Use the LAGINFOSECONDS, LAGINFOMINUTES, or LAGINFOHOURS parameter to specify a lag threshold. If the lag exceeds the
specified value, GoldenGate reports lag information in the error log. If the
lag exceeds the value specified with the LAGCRITICAL parameter, Manager reports the lag with a critical warning.
Otherwise, it reports the lag with an informational message.
Analyze lag
Before trying to diagnose lag and potential bottlenecks in a GoldenGate
environment, you should first understand the below Points.
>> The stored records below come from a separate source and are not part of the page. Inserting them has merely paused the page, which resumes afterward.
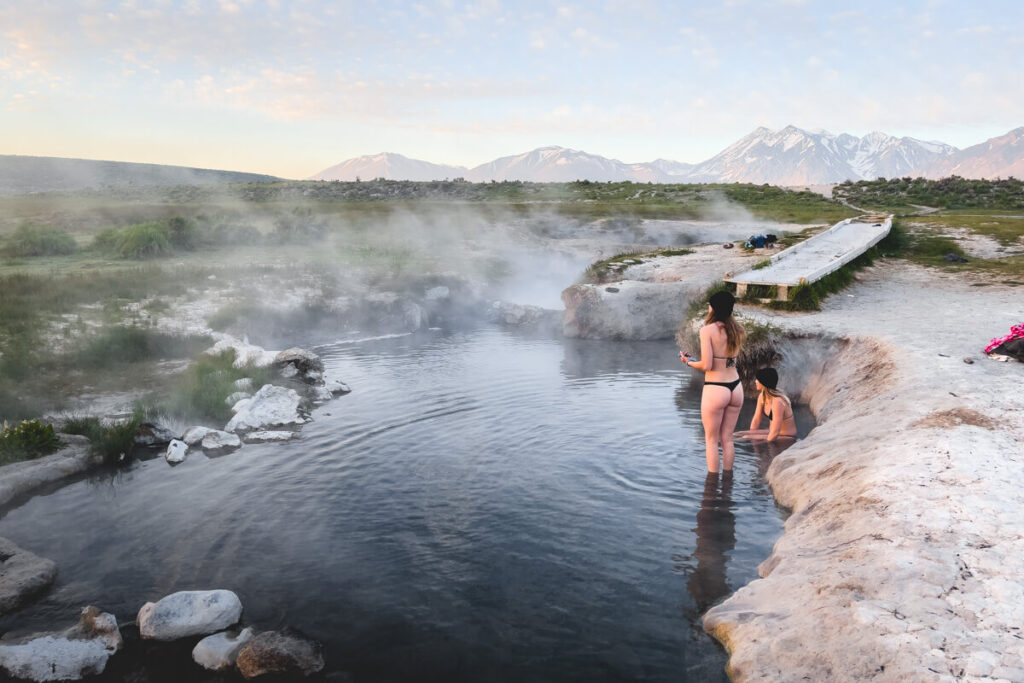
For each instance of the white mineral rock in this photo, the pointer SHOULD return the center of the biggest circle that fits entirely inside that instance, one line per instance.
(270, 407)
(218, 652)
(176, 452)
(79, 651)
(188, 613)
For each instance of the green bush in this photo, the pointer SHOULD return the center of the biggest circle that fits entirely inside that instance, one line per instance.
(202, 389)
(33, 241)
(114, 442)
(27, 440)
(132, 344)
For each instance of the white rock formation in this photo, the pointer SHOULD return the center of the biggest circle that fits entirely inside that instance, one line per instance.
(270, 407)
(218, 652)
(194, 435)
(176, 452)
(216, 439)
(79, 651)
(188, 613)
(245, 353)
(236, 397)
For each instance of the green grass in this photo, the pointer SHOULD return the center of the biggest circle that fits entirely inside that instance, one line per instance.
(611, 268)
(1008, 230)
(950, 193)
(31, 241)
(118, 345)
(113, 441)
(201, 390)
(27, 440)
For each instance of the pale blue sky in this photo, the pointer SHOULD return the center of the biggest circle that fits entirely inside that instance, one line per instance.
(290, 88)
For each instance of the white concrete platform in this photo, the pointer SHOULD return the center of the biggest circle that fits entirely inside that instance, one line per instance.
(814, 258)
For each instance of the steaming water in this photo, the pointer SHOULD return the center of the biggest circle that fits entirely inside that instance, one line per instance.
(482, 507)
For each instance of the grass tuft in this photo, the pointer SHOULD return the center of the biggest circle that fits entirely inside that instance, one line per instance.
(27, 440)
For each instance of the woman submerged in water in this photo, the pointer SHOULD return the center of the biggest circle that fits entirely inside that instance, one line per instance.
(722, 395)
(775, 406)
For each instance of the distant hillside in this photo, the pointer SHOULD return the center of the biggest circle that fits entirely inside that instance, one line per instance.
(995, 158)
(44, 174)
(950, 193)
(390, 167)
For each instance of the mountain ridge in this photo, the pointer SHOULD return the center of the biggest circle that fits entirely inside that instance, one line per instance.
(790, 156)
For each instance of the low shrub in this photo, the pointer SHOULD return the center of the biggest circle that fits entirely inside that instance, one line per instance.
(26, 440)
(203, 387)
(132, 344)
(34, 241)
(113, 441)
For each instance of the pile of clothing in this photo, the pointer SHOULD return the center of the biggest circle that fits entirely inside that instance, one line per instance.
(1012, 344)
(759, 241)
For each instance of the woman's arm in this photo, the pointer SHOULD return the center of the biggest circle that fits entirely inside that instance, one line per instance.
(758, 412)
(777, 418)
(707, 354)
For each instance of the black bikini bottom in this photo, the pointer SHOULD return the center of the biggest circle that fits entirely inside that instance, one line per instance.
(728, 385)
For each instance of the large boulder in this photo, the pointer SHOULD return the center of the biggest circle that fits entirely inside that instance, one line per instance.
(270, 407)
(188, 613)
(305, 365)
(273, 652)
(153, 434)
(23, 575)
(218, 440)
(79, 651)
(626, 310)
(219, 651)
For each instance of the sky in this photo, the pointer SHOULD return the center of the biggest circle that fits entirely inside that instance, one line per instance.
(291, 88)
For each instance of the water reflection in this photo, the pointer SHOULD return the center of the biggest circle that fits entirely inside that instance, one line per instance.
(716, 537)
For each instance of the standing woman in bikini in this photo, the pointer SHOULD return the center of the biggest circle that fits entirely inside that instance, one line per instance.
(722, 396)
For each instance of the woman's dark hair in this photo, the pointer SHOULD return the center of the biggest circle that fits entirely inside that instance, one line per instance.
(721, 311)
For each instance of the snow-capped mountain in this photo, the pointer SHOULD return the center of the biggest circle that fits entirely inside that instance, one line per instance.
(796, 157)
(391, 166)
(561, 165)
(787, 157)
(996, 158)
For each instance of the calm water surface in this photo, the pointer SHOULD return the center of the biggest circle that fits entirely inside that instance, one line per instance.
(483, 506)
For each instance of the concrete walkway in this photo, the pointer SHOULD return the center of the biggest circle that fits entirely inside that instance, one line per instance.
(816, 257)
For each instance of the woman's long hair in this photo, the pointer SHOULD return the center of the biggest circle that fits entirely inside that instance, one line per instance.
(734, 333)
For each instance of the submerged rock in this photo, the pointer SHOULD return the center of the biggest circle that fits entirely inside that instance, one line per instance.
(265, 435)
(270, 407)
(219, 651)
(305, 365)
(272, 652)
(188, 613)
(336, 386)
(79, 651)
(216, 439)
(23, 574)
(176, 452)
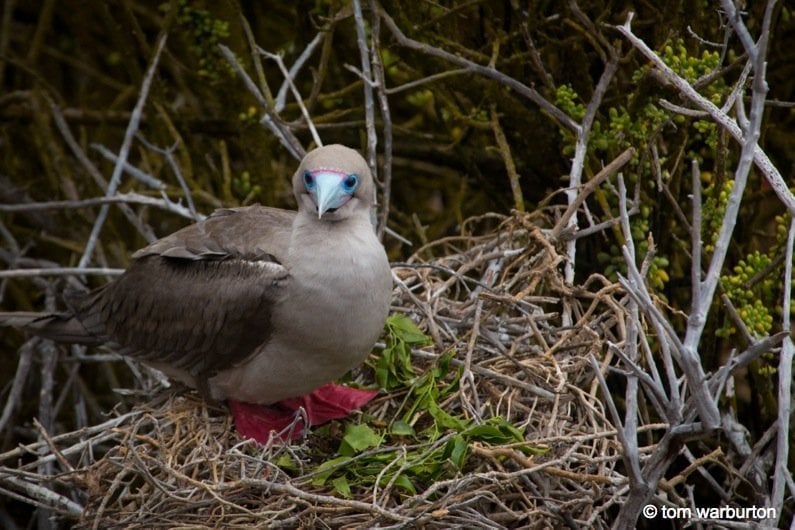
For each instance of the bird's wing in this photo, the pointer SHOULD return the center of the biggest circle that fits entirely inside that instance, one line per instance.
(199, 300)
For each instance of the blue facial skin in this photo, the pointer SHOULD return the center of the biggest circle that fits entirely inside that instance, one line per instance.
(330, 189)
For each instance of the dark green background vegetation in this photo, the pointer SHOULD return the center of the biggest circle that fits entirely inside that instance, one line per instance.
(88, 59)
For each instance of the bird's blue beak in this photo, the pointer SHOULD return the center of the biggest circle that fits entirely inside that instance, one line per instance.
(330, 189)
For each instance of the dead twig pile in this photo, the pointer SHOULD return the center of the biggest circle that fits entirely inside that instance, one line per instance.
(494, 300)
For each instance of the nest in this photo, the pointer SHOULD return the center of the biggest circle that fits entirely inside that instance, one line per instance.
(496, 305)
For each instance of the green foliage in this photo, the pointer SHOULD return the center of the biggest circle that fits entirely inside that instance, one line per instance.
(244, 190)
(637, 120)
(423, 443)
(204, 34)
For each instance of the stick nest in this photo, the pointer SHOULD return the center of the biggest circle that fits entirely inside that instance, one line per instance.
(499, 303)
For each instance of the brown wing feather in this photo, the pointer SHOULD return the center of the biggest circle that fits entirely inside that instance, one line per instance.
(192, 314)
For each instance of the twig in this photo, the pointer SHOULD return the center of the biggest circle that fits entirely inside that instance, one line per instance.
(760, 158)
(507, 159)
(369, 104)
(60, 271)
(297, 95)
(491, 73)
(379, 78)
(281, 96)
(129, 198)
(782, 471)
(130, 169)
(124, 152)
(271, 120)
- Flow of data between the source and target databases
- Check the Locks/Blocking Sessions in Database
- Always keep free space in UNDO Tablespace for Before and After Image Capture of data
- Take the Current Report using send report command
- Check the OGG log for more information
- Check info replicate <<process_name>>,showch
The following components can contribute to performance bottlenecks:
·
Extract reads the
Oracle log files and captures any required data for replication.
·
Extract carries out
any mapping and conversion of the data and writes to the trail files.
·
Data
Pump reads the trail files and carries out any required mapping and
conversion of the data.
·
Data
Pump transfers the trail files from the source system to the target
system, where Collector writes to the remote
trail files.
·
Replicat reads the
trail file, applies any mapping and conversions, and applies the data to the
target database by using SQL statements.
Gather diagnostic lag information
To monitor GoldenGate performance, several key pieces of information
must be gathered and analyzed. You should gather performance data on both the
source and target environments for the same period to get a clear picture of
lag.
Diagnostic information can be gathered from the following sources:
·
Extract and Replicat report files and error logs
·
Extract and Replicat statistics
·
Database views
·
Automatic Workload Repository (AWR) and Active Session History (ASH)
reports
·
Oracle Streams Performance Advisor
·
Integrated Extract and Replicat Health Check report
Reduce lag
The following sections offer suggestions to troubleshoot and reduce lag
within various GoldenGate components.
TUNE EXTRACT
Tune Extract by using the following techniques:
– Use the LOGALLSUPCOLS parameter to instruct Extract to write
supplemental logged columns to the trail file. – Use the PARALLELISM parameter to
control the number of preparers for processing logs. The Enterprise Edition allows
for parallelism of preparers. - Avoid having long transactions. - Increase the
input and output (I/O) throughput of the machine running Extract, especially write throughput. - Split large tables
into row ranges across process groups.
TUNE PUMP
Tune Pump by using the following techniques:
·
Remove unnecessary processing in Pump.
·
Try to use the COMPRESSION feature.
·
Optimize network delivery by increasing the TCPBUFSIZE and TCPFLUSHBYTES parameter
sizes.
TUNE
REPLICAT
Tune Replicat by using the following techniques:
·
Use the BATCHSQL parameter, which improves the apply performance in the majority of
workloads
·
Parallelize the Replicat apply by
using integrated (IR) or coordinate replicat (CR) features.
·
Optimize target database SQL execution.
·
Use the EAGER_SIZE threshold to begin to apply transactions before a commit is
received. The default is 9500.
TUNE
GOLDENGATE IN GENERAL
Use the following techniques to tune GoldenGate in general:
·
Use multiple process groups.
·
Split large tables into row ranges across process groups.
·
Configure GoldenGate to use the network efficiently.
·
Eliminate disk I/O bottlenecks.
·
Manage virtual memory and paging.
·
Optimize data filtering and conversion.